Most people lose weight when they come to Japan but she showers me with so much candy and ice cream and other delicious food I can just never say no. She has already given me so much and taught me so much. Even though she can't speak English I love listening to her ramble on and on in Japanese, and I love the fact that one day I will be able to come back and have a full conversation with her. My other host mom who is her daughter living at home is the one who really helps me with the language. She speaks really good English, which sometimes I think is a bad thing because it is just easier to communicate in English, but I always tell her to speak to me in Japanese and she does. She is amazing and very patient because I ask her about 200,000 questions a day.
Rotary tells you before you leave that you should never have any expectations, but of course that is impossible. As so as you start thinking about exchange you start thinking what it will be like. When you get your country forget about it. As soon as I found out I got Japan I started to formulate ideas of what it would be like. It’s simply impossible not to.
The best thing about exchange though, reality is so much better than anything you can imagine. Everyday when I am riding my bike to school and see a bus pass by with an advertisement in Japanese that I can partially read, I can’t help but smile a little. It really is hard to believe. I never in my wildest dreams though I would be able to understand any amount of another language but here I am having small conversations in Japanese.

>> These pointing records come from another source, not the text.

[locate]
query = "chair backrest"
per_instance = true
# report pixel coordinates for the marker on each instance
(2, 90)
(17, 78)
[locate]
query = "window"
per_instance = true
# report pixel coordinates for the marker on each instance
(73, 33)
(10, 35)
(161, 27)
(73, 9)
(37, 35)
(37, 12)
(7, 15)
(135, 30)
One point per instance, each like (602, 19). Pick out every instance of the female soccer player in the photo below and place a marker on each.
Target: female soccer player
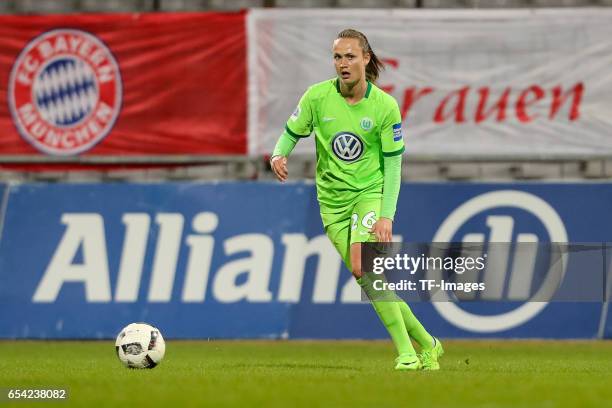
(359, 155)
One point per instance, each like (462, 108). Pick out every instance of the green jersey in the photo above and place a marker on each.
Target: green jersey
(351, 141)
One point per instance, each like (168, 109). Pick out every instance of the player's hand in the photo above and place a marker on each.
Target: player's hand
(383, 229)
(279, 167)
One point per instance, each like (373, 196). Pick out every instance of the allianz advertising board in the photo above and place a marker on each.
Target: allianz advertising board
(251, 260)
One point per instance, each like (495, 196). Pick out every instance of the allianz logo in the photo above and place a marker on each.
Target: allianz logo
(244, 278)
(500, 230)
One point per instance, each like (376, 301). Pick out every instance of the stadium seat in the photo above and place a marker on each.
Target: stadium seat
(443, 3)
(6, 7)
(406, 3)
(183, 5)
(367, 3)
(46, 6)
(498, 3)
(305, 3)
(233, 4)
(116, 5)
(561, 3)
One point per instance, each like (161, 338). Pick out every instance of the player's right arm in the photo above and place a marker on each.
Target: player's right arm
(299, 125)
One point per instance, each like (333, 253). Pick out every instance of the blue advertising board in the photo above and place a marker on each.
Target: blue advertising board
(250, 259)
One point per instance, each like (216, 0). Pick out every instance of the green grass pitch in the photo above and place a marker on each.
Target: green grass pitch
(315, 374)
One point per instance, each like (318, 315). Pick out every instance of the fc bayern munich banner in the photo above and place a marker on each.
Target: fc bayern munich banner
(123, 84)
(468, 82)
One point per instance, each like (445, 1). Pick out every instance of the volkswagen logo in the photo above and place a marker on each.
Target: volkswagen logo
(347, 146)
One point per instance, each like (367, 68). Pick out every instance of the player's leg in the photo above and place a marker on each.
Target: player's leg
(387, 307)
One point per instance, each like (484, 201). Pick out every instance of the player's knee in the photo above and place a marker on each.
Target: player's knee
(356, 270)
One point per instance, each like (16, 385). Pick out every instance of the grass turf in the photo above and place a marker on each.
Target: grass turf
(316, 374)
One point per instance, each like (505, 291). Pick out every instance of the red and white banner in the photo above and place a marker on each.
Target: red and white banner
(468, 82)
(123, 84)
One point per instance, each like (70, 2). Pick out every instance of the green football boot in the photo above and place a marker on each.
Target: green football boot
(429, 358)
(408, 362)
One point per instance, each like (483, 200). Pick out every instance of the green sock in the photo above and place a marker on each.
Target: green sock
(415, 328)
(391, 316)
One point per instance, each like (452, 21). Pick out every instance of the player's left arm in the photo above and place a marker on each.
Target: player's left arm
(392, 143)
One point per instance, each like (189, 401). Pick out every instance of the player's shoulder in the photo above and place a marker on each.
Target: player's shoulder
(382, 97)
(322, 88)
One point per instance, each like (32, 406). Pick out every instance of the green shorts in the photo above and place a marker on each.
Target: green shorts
(351, 225)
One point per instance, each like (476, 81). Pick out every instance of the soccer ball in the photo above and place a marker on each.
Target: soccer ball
(140, 345)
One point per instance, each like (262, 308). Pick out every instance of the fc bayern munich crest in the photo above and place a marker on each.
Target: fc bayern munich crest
(65, 92)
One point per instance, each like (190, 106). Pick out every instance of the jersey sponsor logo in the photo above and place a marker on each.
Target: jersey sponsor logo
(65, 92)
(397, 132)
(366, 124)
(504, 213)
(347, 146)
(296, 113)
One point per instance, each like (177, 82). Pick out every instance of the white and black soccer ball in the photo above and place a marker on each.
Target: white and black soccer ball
(140, 345)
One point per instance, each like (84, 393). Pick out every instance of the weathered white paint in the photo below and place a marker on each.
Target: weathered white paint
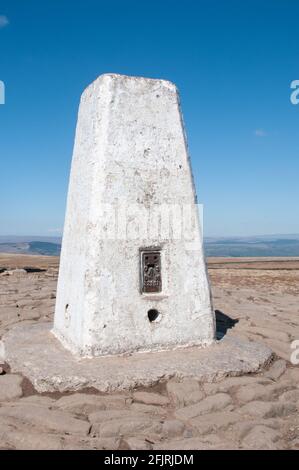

Rotary has already had such an impact on my life and it has just been one month. To anyone who may be on the fence about exchange they only thing I can say is that you would absolutely regret not taking that opportunity. Of course I would recommend doing it through Rotary. Rotary offers such a large support system, and they prepare you so well. The volunteers for our orientations were so helpful and nice.
Exchange has opened my eyes to so much about how the world is so different and how that is such a good thing. The diversity on our small planet is so fascinating. I’m looking forward to learning all that I can about Japan and applying it to my future. I still do not really know what I want to do with my life; all I do know is that I want to see the world and live in as many different countries as possible and become fluent in their languages and cultures too. Exchange shows how strong you can really be and it shows you how hard life can be. The mix of emotions is something I think only other exchange students can really understand.